Il ritrovamento all'interno del cofano di una Renault 4 rossa parcheggiata in via Caetani a Roma del cadavere di Aldo Moro, politico italiano ucciso dalle Brigate Rosse.

Il ritrovamento all’interno del cofano di una Renault 4 rossa parcheggiata in via Caetani a Roma del cadavere di Aldo Moro, politico italiano ucciso dalle Brigate Rosse.

Emerge chiaramente che l’informazione riveste un ruolo nevralgico nella società, che correlata alla narrazione e alla descrizione di un’evento terroristico incide pesantemente sull’opinione pubblica, influenzando i propri lettori attraverso un forte senso di tensione. Inoltre lo sviluppo delle teorie avanzate dai complottisti, formulati nel corso degli ultimi decenni, siano esse da considerarsi vere o false, possono combaciare con l’attuazione di nuove pratiche terroristiche, non più vincolate alle tradizionali opposizioni di cui si nutrono la politica e le religioni, bensì è strettamente connesso alle leggi che formulano il mercato. Un esempio potrebbero essere quelle teorie complottiste che insinuano la diffusione di nuove malattie e virus al solo scopo di incentivare gli introiti commerciali mediante la vendita di antibiotici delle grandi case farmaceutiche e chimiche. Perciò anche le ipotesi complottiste si affacciano alla necessità di strumentalizzare i mass media e di appiattire l’opinione pubblica mediante una strategia della tensione.

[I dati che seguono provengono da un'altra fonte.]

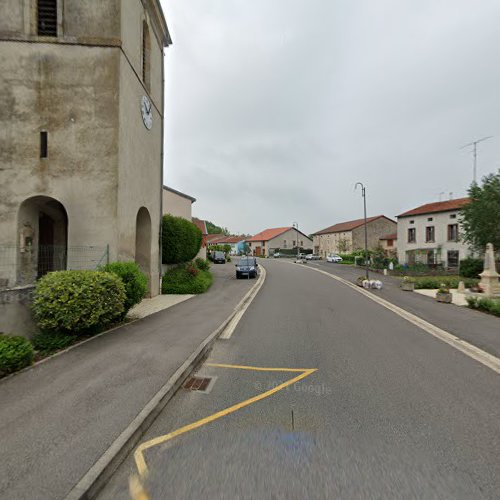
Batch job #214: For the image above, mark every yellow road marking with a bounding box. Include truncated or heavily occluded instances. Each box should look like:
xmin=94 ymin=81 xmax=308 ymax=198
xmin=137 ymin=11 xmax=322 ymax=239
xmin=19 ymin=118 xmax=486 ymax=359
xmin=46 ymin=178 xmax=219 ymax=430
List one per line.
xmin=134 ymin=363 xmax=317 ymax=479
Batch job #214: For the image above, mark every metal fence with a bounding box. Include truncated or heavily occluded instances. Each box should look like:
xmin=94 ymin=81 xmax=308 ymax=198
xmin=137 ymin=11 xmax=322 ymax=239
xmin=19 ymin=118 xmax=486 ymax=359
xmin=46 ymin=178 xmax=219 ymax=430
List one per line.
xmin=0 ymin=245 xmax=109 ymax=289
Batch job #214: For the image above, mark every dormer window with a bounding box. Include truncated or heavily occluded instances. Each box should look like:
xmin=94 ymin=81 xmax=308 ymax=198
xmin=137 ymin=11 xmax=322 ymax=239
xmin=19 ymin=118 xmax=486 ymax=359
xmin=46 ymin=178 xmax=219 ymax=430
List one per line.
xmin=37 ymin=0 xmax=57 ymax=36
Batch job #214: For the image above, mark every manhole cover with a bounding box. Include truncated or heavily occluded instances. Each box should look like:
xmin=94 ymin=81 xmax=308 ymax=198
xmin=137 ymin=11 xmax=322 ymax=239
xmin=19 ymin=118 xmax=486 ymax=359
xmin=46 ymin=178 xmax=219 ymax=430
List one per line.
xmin=182 ymin=377 xmax=213 ymax=392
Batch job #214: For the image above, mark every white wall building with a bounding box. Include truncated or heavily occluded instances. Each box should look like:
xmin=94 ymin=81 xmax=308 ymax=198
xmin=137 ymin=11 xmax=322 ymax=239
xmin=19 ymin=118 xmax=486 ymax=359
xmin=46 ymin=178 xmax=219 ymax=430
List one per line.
xmin=397 ymin=198 xmax=471 ymax=267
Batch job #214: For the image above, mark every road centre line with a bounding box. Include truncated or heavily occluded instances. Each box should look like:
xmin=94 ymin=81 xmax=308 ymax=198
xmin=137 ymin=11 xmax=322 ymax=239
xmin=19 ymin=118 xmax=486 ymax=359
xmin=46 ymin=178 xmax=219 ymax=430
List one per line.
xmin=131 ymin=363 xmax=317 ymax=482
xmin=287 ymin=262 xmax=500 ymax=374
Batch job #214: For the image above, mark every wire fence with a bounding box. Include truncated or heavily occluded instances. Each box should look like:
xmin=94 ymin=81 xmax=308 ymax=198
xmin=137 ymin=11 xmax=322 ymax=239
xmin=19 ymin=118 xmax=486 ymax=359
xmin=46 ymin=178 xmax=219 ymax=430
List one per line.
xmin=0 ymin=245 xmax=109 ymax=289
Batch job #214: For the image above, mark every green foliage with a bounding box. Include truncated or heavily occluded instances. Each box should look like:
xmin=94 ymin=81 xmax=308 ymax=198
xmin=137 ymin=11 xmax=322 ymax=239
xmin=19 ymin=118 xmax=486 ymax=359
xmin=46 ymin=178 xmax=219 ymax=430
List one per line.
xmin=460 ymin=172 xmax=500 ymax=252
xmin=194 ymin=257 xmax=210 ymax=271
xmin=460 ymin=257 xmax=484 ymax=278
xmin=403 ymin=276 xmax=478 ymax=290
xmin=162 ymin=215 xmax=203 ymax=264
xmin=161 ymin=266 xmax=213 ymax=294
xmin=33 ymin=271 xmax=126 ymax=335
xmin=102 ymin=262 xmax=148 ymax=317
xmin=32 ymin=332 xmax=76 ymax=355
xmin=466 ymin=297 xmax=500 ymax=316
xmin=0 ymin=335 xmax=34 ymax=374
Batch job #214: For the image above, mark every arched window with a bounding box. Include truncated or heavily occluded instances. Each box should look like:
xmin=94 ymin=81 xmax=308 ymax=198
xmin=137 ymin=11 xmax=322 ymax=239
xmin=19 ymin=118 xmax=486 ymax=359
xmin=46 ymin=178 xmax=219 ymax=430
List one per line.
xmin=37 ymin=0 xmax=57 ymax=36
xmin=142 ymin=21 xmax=151 ymax=89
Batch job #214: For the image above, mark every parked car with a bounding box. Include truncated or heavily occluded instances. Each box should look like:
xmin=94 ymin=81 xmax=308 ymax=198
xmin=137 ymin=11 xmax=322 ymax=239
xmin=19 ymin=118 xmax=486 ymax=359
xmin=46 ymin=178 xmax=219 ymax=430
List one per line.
xmin=326 ymin=253 xmax=342 ymax=262
xmin=236 ymin=257 xmax=259 ymax=279
xmin=213 ymin=250 xmax=226 ymax=264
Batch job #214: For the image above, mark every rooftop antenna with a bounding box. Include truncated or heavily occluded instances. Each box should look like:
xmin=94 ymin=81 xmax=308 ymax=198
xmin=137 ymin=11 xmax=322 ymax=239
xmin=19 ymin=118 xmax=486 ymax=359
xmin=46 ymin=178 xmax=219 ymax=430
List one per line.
xmin=460 ymin=135 xmax=493 ymax=184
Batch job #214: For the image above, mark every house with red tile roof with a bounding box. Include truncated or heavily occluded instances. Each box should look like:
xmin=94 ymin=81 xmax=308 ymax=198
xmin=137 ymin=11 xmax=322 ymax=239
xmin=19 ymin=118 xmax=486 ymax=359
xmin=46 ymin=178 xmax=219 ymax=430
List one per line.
xmin=246 ymin=226 xmax=313 ymax=257
xmin=397 ymin=198 xmax=471 ymax=268
xmin=208 ymin=235 xmax=246 ymax=255
xmin=313 ymin=215 xmax=397 ymax=258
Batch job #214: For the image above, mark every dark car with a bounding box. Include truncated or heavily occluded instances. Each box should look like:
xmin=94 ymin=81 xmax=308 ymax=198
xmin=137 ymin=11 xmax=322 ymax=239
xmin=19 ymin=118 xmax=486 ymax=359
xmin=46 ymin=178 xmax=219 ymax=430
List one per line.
xmin=213 ymin=250 xmax=226 ymax=264
xmin=236 ymin=257 xmax=259 ymax=279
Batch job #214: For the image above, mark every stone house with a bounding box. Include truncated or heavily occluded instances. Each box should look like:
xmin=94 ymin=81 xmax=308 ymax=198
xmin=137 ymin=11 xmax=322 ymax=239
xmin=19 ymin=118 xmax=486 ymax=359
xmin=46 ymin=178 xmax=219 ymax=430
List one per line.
xmin=379 ymin=232 xmax=398 ymax=257
xmin=246 ymin=226 xmax=313 ymax=257
xmin=313 ymin=215 xmax=397 ymax=258
xmin=0 ymin=0 xmax=171 ymax=295
xmin=398 ymin=198 xmax=471 ymax=267
xmin=163 ymin=186 xmax=196 ymax=220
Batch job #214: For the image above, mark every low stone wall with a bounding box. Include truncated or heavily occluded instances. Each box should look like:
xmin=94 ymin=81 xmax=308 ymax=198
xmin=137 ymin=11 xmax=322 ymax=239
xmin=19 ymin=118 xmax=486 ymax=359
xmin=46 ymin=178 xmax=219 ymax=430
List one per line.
xmin=0 ymin=285 xmax=38 ymax=338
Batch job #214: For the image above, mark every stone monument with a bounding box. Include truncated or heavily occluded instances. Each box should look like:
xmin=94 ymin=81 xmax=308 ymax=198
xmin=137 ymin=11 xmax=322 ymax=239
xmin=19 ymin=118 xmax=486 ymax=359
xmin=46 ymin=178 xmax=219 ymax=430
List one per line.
xmin=479 ymin=243 xmax=500 ymax=297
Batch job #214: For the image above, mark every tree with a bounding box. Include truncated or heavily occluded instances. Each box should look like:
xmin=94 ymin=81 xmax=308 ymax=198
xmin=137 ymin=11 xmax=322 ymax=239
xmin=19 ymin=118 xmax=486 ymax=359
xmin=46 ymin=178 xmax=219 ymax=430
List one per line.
xmin=206 ymin=220 xmax=229 ymax=236
xmin=460 ymin=172 xmax=500 ymax=252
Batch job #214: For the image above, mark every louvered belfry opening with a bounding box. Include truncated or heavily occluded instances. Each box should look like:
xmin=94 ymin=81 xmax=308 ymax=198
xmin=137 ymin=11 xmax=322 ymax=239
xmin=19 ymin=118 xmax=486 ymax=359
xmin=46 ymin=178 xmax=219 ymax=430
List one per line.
xmin=38 ymin=0 xmax=57 ymax=36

Allora appare quasi allegorica l’ironica citazione del celebre comico italiano Claudio Bisio, quando descrive con sarcasmo il particolare rapporto che lo lega alla sua Bestia, un Macintosh che per lui incarna il vero terrorismo1, nonostante non sia semplice sbarazzarsene. Davanti agli eventi terroristici i mezzi d’informazione formano un’impressione della realtà per mezzo della ripercussione delle varie notizie, o presunte tali, arricchite da ulteriori dibattiti e polemiche nell’assemble politico e intellettuale. I media non sono ben preparati sulle complesse questioni della difesa, della sicurezza e del terrorismo, e a volte cedono a un sensazionalismo che può, in determinati casi, avere un effetto deleterio sulla conduzione degli interessi collettivi2. Resta da chiedersi tutt’al più quanto sia realmente dannosa l’assenza di un’etica giornalistica che sia capace di far prevalere il diritto/dovere d’informare senza incoraggiare un clima allarmista e nocivo per la difesa dell’opinione individuale.


NOTE

1 cit. Claudio Bisio: “Avevo chiamato Bestia il mio computer, e lui mi ridicolizzava con insulti, improperi, mi chiamava ‘crapa pelata’. Io uso un Macintosh, e mi terrorizzava: appena facevo una cazzata, aveva l’icona di una bomba con la miccia accesa e diceva: ‘grave errore, irreversibile, compromette il sistema’. E bisognava immediatamente fare qualcosa. Era vero terrorismo!”
2 S. Silvestri, Il terrorismo e le scelte poste all’informazione, in M. Carnavale (a cura di), Sicurezza e informazione, Ed. Sole 24 ore, Milano, 1991, pag. 82.